“Because it’s not just a root cellar.”
Behind the shelves farthest from the trapdoor, there’s another half door, this one built into the wall.
No knob on it, but it does have hinges and a frame.
We trade looks, then move as one to clear the old jars off the shelves blocking the door.
It’s tight in here and smells even more like my grandma’s basement than the cabin basement did.
Dark and creepy too.
Likely full of worms.
No spiders though.
My heart won’t stop pounding.
There’s something behind that door, and soon, Davis is pulling the shelves away.
Unlike the top door, this one isn’t padlocked.
So maybe we’re about to find someone’s secret stash of historical sex toys. I heard that happened on a ranch in Wyoming somewhere, and given what I know of the people who live in Sarcasm and Shipwreck today, it truly wouldn’t be surprising if their ancestors also had secret sex toy rooms.
I mean, I have one myself, if you call a nightstand drawer a room.
But when Davis pries the door open with the shovel, with me staying as far out of the way as I can, I tell myself to be prepared for an empty space.
Probably a wall.
Maybe the door was put there to reinforce the structure.
Like the dirt was caving in or something. See again, there are roots poking through the dirt walls down here.

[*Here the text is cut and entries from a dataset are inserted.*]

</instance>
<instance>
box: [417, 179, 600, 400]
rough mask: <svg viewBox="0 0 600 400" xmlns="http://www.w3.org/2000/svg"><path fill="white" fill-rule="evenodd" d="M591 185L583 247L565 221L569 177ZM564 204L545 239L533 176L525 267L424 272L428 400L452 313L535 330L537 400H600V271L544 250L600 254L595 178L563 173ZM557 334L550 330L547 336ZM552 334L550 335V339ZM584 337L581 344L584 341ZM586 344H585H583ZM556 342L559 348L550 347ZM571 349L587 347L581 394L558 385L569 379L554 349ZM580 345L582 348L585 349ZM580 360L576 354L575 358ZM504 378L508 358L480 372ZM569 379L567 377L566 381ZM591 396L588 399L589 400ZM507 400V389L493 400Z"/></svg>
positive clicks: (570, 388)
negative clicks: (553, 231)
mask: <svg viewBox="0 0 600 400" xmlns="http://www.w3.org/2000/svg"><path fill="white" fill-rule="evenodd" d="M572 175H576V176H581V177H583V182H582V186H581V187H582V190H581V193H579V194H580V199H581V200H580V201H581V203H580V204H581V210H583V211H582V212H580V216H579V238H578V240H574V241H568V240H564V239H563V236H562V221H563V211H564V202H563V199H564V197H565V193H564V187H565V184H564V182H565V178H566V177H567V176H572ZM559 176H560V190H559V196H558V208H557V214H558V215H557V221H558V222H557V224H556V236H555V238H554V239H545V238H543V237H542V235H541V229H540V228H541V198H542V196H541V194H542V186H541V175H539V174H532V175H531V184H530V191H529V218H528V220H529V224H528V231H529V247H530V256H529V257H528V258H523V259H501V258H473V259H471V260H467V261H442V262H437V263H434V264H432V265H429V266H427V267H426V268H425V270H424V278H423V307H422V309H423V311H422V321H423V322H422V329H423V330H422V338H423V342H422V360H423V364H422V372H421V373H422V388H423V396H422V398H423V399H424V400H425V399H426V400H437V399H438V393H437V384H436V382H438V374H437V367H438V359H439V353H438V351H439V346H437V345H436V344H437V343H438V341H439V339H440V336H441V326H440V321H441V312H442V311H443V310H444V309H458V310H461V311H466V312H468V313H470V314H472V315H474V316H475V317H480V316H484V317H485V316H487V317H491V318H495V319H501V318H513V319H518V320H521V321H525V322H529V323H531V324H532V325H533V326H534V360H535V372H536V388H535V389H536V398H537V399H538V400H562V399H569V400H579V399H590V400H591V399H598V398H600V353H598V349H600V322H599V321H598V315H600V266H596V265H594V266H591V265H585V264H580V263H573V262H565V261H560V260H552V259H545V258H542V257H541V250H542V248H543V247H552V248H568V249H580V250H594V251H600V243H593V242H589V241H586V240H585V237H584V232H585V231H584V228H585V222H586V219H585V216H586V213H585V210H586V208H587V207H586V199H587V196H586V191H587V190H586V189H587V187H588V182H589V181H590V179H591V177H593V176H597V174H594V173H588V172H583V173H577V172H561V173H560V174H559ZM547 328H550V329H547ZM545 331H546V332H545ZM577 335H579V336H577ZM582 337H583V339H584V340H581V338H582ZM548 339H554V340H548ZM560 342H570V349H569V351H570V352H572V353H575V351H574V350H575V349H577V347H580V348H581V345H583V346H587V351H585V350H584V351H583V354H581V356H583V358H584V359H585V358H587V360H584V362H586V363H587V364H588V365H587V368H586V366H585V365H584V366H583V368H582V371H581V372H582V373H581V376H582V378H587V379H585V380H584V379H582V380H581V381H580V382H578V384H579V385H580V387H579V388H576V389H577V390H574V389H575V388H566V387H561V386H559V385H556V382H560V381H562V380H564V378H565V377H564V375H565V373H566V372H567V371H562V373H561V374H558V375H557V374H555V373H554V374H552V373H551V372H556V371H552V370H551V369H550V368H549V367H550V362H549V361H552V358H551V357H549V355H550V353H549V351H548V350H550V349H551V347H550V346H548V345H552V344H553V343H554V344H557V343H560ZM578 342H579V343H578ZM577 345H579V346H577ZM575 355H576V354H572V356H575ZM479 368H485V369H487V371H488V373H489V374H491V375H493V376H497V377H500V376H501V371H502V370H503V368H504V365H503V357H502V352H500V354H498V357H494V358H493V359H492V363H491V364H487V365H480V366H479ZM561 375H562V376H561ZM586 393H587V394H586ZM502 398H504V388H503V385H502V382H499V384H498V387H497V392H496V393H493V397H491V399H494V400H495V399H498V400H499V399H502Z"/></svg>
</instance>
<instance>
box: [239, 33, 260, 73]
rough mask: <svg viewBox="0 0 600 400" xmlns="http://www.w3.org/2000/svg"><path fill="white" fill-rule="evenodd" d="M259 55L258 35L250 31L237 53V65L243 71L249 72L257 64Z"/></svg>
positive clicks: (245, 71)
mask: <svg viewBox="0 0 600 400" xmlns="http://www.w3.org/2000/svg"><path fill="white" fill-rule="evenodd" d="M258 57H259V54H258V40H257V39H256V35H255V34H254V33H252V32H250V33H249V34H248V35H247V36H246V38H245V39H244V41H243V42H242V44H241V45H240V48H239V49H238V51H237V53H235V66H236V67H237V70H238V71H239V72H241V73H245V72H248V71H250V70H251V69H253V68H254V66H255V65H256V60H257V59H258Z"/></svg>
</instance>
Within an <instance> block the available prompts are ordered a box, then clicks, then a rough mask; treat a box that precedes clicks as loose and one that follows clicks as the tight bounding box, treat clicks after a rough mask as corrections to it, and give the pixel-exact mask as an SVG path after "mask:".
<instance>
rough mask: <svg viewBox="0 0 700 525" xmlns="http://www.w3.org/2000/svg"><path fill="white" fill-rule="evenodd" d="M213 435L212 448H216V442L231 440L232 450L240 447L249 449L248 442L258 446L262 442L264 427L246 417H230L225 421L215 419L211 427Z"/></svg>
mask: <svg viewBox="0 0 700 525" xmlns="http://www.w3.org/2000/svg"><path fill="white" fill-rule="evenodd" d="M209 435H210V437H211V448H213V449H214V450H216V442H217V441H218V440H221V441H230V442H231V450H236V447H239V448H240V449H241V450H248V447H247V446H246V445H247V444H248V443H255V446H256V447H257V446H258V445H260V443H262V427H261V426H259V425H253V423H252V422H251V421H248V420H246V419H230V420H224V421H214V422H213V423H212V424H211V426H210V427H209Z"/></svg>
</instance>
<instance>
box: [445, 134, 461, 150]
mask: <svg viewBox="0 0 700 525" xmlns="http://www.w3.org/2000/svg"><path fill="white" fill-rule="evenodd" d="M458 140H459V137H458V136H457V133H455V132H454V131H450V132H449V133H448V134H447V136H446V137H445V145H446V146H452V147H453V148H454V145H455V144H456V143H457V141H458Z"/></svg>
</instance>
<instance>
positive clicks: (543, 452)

So I’m prepared when the door opens to a rock.
Seriously.
There’s a rock on the other side of the door. A big, stone-colored, rough-edged, small boulder of a rock taking up the entire width of the door.
But while it’s wide, it’s not tall.
In fact, it’s only half as high as the half-high door.
Davis shines his flashlight in and squats to look.
I huddle close to him, inhaling his familiar scent of pine and campfire, and peer in too.
He stops breathing.
I canfeelit.
Or maybe that’s me.
Maybe I’ve stopped breathing.
Probably we’ve both stopped breathing.
The little hidey-hole beyond the rock isn’t empty.